The super PAC discloses its donors; the issue group does not, even while running what seem like campaign ads. A spot now on the air accuses Republicans of wanting “the largest cut to student grants in history.” It adds, “But President Obama has a plan to help.”
Several of the presidential candidates benefit from this arrangement. Former federal election commissioner Karl Sandstrom has a term for it: public anonymity and private disclosure.
“That means the public may be in the dark about who contributes. But the beneficiaries — the officeholders and the candidates — are aware of who contributes,” he says.
In fact, candidates can even help super PACs solicit cash. Just imagine, says campaign finance lawyer Dan Backer, if Nixon had had a super PAC.
Backer says Nixon would be at the kick-off reception, pitching a prospective donor, “and Nixon says, ‘You need to support Nixon super PAC. We need your help.’ And then a staffer from the super PAC comes up and says, ‘So listen, you can cut a check in any amount. What would you like to give us? A million dollars?'”

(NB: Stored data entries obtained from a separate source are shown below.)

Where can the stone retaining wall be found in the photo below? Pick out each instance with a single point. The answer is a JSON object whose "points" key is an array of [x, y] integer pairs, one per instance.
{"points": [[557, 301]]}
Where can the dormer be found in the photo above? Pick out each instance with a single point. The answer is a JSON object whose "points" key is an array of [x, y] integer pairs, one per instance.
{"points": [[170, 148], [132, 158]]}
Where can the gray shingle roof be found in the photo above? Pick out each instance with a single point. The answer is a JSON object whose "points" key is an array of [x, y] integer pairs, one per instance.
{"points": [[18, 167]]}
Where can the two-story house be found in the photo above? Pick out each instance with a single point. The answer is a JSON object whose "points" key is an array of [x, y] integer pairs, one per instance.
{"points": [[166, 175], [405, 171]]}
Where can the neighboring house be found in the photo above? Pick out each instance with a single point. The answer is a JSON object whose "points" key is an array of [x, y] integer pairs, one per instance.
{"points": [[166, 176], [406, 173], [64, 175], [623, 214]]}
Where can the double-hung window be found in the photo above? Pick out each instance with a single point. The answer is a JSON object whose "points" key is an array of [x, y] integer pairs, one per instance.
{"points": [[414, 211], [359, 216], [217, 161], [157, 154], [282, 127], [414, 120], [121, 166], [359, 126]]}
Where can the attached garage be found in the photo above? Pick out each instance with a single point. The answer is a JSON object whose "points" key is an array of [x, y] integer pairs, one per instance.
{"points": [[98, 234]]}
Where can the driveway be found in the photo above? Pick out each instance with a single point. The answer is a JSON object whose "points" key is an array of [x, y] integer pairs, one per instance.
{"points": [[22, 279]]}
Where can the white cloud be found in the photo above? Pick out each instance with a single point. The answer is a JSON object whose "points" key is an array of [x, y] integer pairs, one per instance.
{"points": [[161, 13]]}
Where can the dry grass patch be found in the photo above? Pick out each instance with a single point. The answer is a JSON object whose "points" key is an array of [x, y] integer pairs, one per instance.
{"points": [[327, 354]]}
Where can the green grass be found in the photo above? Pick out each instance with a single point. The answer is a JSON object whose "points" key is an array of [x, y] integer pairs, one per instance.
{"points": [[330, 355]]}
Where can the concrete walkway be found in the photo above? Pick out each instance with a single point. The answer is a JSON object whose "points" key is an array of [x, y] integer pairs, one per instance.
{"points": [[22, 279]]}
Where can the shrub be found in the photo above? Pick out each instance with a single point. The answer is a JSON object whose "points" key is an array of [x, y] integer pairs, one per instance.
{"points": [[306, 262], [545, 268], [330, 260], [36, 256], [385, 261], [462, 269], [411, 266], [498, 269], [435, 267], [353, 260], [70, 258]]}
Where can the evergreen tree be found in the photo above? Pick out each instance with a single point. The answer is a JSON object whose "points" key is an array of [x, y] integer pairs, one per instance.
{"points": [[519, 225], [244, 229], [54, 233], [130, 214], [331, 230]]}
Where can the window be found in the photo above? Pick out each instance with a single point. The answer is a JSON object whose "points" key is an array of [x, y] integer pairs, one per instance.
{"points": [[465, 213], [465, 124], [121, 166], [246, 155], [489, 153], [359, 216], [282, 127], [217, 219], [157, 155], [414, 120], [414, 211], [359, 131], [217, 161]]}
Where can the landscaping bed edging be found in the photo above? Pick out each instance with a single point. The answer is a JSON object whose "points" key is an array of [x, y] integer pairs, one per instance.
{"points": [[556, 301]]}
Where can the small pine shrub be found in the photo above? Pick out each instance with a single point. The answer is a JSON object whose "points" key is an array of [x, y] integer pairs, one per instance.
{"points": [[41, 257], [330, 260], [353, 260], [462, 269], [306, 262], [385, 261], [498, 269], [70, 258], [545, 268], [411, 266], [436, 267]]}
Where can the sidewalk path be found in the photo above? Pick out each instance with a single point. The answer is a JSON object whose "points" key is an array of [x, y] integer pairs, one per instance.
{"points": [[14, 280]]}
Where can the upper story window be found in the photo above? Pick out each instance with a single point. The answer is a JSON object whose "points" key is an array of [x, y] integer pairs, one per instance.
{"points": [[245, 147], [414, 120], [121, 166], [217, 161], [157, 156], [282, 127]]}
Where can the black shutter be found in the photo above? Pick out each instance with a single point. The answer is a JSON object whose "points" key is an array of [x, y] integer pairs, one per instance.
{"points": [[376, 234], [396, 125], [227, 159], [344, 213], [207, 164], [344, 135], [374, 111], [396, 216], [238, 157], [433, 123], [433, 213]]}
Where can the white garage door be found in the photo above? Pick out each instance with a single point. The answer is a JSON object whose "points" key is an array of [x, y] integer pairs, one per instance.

Backer says the law is going in the right direction, treating corporations as people. “The law’s the same for everybody,” he says. “Doesn’t matter who you are, what kind of speaker you are, what you believe in, the law’s going to treat you the same as long as you’re not engaging in corrupt behavior.”
That’s the hard part, of course, finding the corrupt behavior. Most politicians don’t bug their own offices, the way Nixon did.